Nothing much was riding on Babcock's decision---just his team's season, his reputation as a playoff-ready coach, and the potential for suicide of a city's fan base.
That's all.
Babcock repeated his assertion when queried about the yanking of Hasek and the insertion of Osgood right smack dab in the middle of a first round series.
"The puck was going into the net."
End of discussion.
Babcock didn't care how Hasek, whose feelings could sometimes be ultra-sensitive, would take the news. He didn't worry about the mess he'd have on his hands if Osgood stunk up the joint in Game 5.
He made the decision, it was final, and it was absolutely brilliant. And fearless.
Babcock did what truly great coaches are paid, and are expected, to do.
Osgood played marvelously and, despite giving up a tying goal late in regulation, he emerged the victor, thanks to a Johan Franzen goal in overtime. Osgood was named one of the three stars, and he skated onto the JLA ice to a thunderous ovation, raising his goal stick to the crowd.
It gave me goose bumps.
The Red Wings closed out the series in Game 6 in Nashville; Osgood was again terrific.
Babcock's guts were underlined in the next series, when Colorado Avalanche coach Joel Quenneville brought his team home for Game 3 down 0-2 to the Red Wings---thanks largely to the ineffectiveness of his goalie's play in Detroit.
It was a situation crying for a change---some sort of big move to shake things up and perhaps energize the Avs.
A goaltending change would have accomplished that quite nicely.
But Quenneville stuck with Jose Theodore, who was again awful in Game 3. Quenneville had to yank him, he was so bad. The Red Wings blasted the Avs out in four straight games.
Quenneville coaches the Blackhawks now. We'll see how well they do this post-season, won't we?
The Red Wings, with Chris Osgood planted in goal for the rest of the playoffs, won the 2008 Stanley Cup.
Tonight the Red Wings are in a precarious situation. They will skate against the Phoenix Coyotes fighting for their playoff lives. The only thing worse than being down 2-1 to the Coyotes would be to trail them 3-1. Conventional wisdom again.
It's another opportunity for the wrong-headed and the mealy-mouthed to show their true colors.
The rookie Jimmy Howard isn't ready for all this playoff stuff; put in Osgood!!

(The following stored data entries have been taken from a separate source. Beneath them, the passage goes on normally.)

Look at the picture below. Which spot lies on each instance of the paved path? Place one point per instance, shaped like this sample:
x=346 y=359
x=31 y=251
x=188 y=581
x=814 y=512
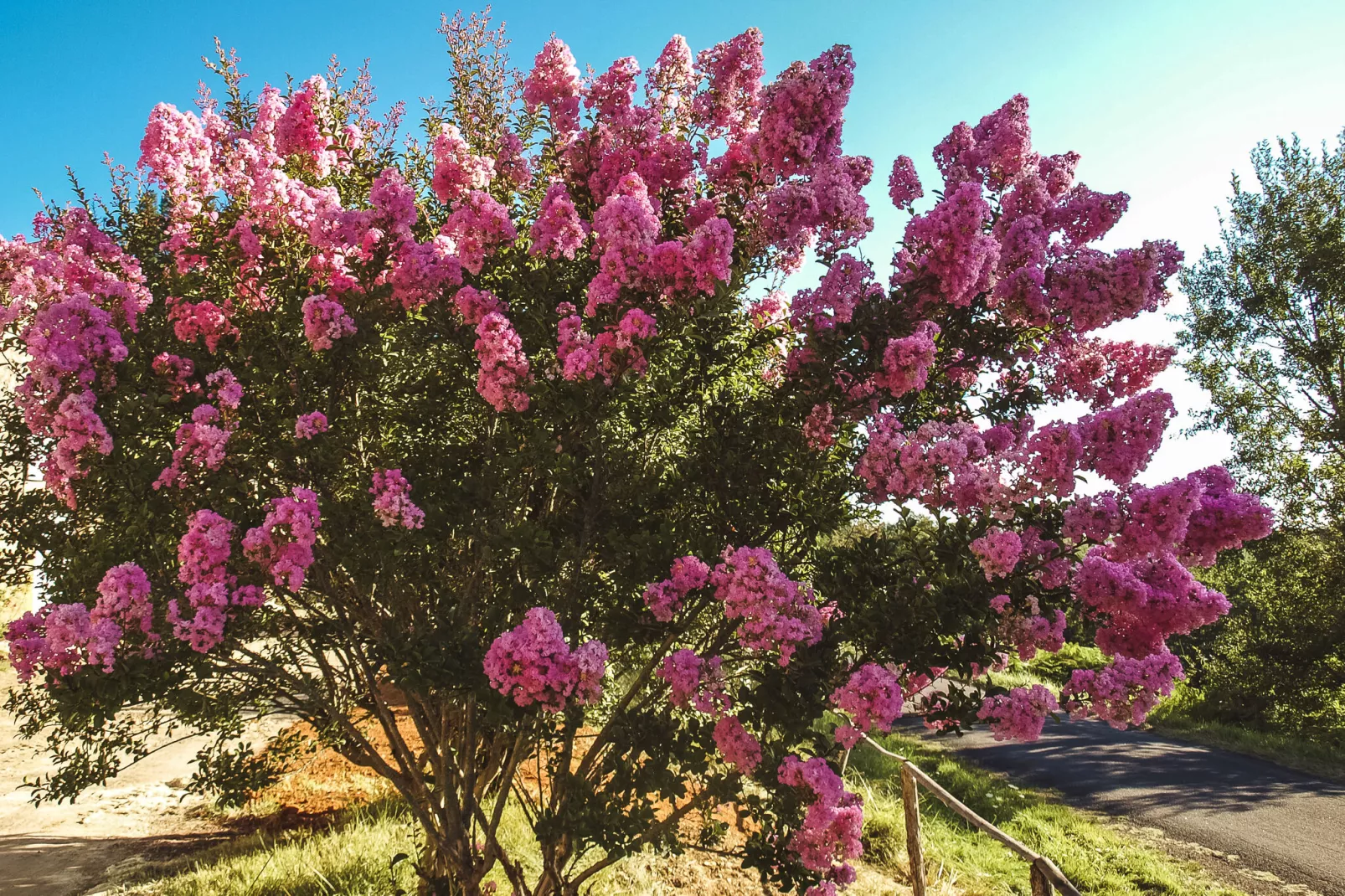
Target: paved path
x=64 y=849
x=1274 y=818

No one said every hockey fan was intelligent.
For all Chris Osgood has accomplished, inserting him into Game 4 when he's played but two games since January 27 would be an egregious error on Babcock's part. And it would do absolutely nothing for the confidence of the rookie Howard.
So Babcock isn't having any of it. Mike Babcock is a smart man.
The goalie tonight will be Jimmy Howard, as it should be. How else are we going to find out how he bounces back from less-than-stellar performances in the playoffs?
Babcock might be fearless, but he isn't a fool.
He'll leave that to the fans with cell phones on the freeway.